Le raisonnement du tribunal

Le Tribunal judiciaire de Chambéry a suivi notre analyse sur l’ensemble des points essentiels.
Dans un jugement particulièrement motivé, il a :

  • écarté les vidéos de surveillance produites par les locataires, les jugeant déloyales et attentatoires à la vie privée ;
  • constaté la privation injustifiée du droit de propriété du bailleur, du fait du verrouillage de l’accès et du comportement exclusif des locataires ;
  • condamné ces derniers à verser 2 000 euros de dommages et intérêts pour atteinte au droit de propriété ;
  • accordé une indemnité de 1 000 euros au titre de l’article 700 du Code de procédure civile ;
  • rejeté toutes les demandes reconventionnelles des locataires, jugées infondées et excessives.

Le tribunal a également rappelé un principe fondamental :

“Le contrat de bail, et non l’annonce ou les échanges préalables, fixe seul les droits et obligations réciproques des parties.”

Cette précision met un terme utile à de nombreuses confusions : les annonces ou promesses précontractuelles ne peuvent élargir les droits conférés par l’acte signé.
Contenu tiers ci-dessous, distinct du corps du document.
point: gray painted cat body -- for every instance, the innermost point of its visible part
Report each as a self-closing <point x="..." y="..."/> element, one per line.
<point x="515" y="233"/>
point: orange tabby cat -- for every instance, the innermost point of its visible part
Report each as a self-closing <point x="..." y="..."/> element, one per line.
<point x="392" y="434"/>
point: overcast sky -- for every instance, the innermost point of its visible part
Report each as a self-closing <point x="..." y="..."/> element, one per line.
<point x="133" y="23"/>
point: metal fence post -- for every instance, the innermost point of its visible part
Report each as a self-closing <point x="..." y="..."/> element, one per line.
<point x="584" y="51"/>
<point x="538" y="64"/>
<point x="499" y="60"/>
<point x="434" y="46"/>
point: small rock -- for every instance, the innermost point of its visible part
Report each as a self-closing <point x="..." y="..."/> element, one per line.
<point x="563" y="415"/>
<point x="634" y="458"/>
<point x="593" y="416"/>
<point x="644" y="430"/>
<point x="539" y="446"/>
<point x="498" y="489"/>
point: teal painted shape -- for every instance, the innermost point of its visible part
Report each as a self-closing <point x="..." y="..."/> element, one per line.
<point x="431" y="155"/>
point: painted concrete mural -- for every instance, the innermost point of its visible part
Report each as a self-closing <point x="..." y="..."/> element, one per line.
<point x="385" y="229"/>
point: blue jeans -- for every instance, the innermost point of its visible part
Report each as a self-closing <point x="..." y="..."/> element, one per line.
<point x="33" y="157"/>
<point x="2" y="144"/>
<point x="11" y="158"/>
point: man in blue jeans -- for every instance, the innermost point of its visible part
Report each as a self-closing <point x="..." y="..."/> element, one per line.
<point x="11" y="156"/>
Une victoire mesurée, au service de la clarté juridique

Cette décision n’est pas une “victoire” au sens triomphal du terme — c’est avant tout une restitution de l’équilibre contractuel.
Le juge n’a pas puni, il a rétabli : il a rendu au propriétaire ce qui lui appartenait déjà, en droit comme en fait.

Elle illustre trois enseignements :

  • la nécessité de rédiger avec précision tout contrat de location,
  • l’importance de conserver les preuves matérielles (constats, échanges, photos) pour étayer un dossier,
  • et la valeur du contradictoire et de la loyauté dans la procédure civile.

C’est aussi une leçon de mesure : les conflits locatifs se gagnent rarement à la colère, mais souvent à la rigueur et à la cohérence des faits.

En conclusion

Le droit de propriété est un droit fondamental, mais il ne dispense pas de prudence ni de méthode.
Dans cette affaire, la clarté du bail, la solidité des preuves et la maîtrise de la procédure ont permis de rétablir calmement une situation devenue intenable.

Chaque litige est unique, mais tous rappellent que le temps du droit est celui de la raison.
Le cabinet Chronos Avocats continuera d’agir dans cet esprit : défendre sans excès, convaincre par la méthode, et faire triompher la rigueur sur le tumulte.